L’Opus 111 est légèrement meilleur. Le premier mouvement évoque le choc des éléments dans des sonorités à nouveau burinées. Mais le pianiste s’emporte et, du coup, le son s’enlaidit dans les forte. L’Arietta réserve quelques lueurs d’inspiration, avec des phrasés bien conduits et modelés, mais curieusement, Matsuev devient un peu décoratif là où la musique devrait – ou pourrait – suggérer les confins de l’univers, l’approche du néant. Il n’empêche: ses trilles sont magnifiques et il est capable, enfin, de développer de belles sonorités irisées. L’élévation spirituelle, elle, n’y est pas.
Assauts percussifs
Les deux pièces de Tchaïkovski revêtent un caractère plus divertissant. Quant à la Sonate de Liszt, elle pâtit d’un excès de poids, d’assauts percussifs toujours aussi démonstratifs, octaves assénées, sans parvenir à entrer au cœur du propos musical. Où est la noblesse de Liszt? Sa délicatesse, sa féminité? Le conflit entre la chair et l’esprit, l’ambiguïté entre le trivial et le transcendant – sans parler du mythe de Faust que des pianistes comme Arrau et Brendel y ont vu? C’est une lecture au premier degré, pleine de doigts et de force dans les bras, sans grande finesse.

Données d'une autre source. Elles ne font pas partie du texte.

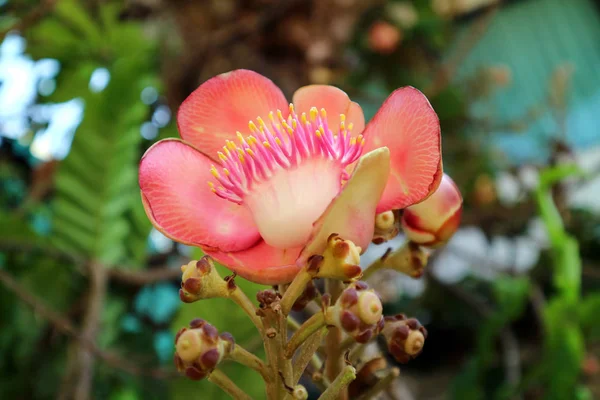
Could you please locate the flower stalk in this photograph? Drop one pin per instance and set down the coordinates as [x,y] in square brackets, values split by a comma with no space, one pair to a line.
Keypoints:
[220,379]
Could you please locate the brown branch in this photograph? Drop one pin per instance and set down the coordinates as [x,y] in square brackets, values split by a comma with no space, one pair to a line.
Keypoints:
[144,277]
[35,15]
[66,327]
[131,275]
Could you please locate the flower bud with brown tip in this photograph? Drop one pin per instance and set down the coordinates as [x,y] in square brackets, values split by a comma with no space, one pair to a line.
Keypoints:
[386,227]
[357,312]
[201,280]
[199,349]
[433,221]
[340,260]
[405,338]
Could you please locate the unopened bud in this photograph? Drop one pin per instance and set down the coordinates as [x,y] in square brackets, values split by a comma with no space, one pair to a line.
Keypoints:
[432,222]
[411,260]
[201,280]
[308,295]
[405,338]
[199,349]
[340,260]
[386,227]
[358,312]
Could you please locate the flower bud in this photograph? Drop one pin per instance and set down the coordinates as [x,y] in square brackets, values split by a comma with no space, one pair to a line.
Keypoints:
[386,227]
[410,259]
[404,337]
[433,221]
[384,37]
[201,280]
[357,312]
[340,260]
[199,349]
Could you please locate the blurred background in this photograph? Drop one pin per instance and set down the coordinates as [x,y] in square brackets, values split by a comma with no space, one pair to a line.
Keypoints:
[88,290]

Par comparaison, les deux premiers bis procurent enfin la poésie attendue: délicatesse dans La Tabatière à musique d’Anatoli Liadov, souplesse d’articulation dans l’Etude Opus 76 No2 de Sibelius. Matsuev – qui a l’air sympathique au demeurant – repart dans son show à la russe, pas si loin d’un show à l’américaine, avec la pièce de Peer Gynt, de Grieg, arrangée par Grigory Ginzburg, qui se termine dans un fracas assourdissant. Mission accomplie, torrent d’applaudissements; il est temps de rentrer chez soi.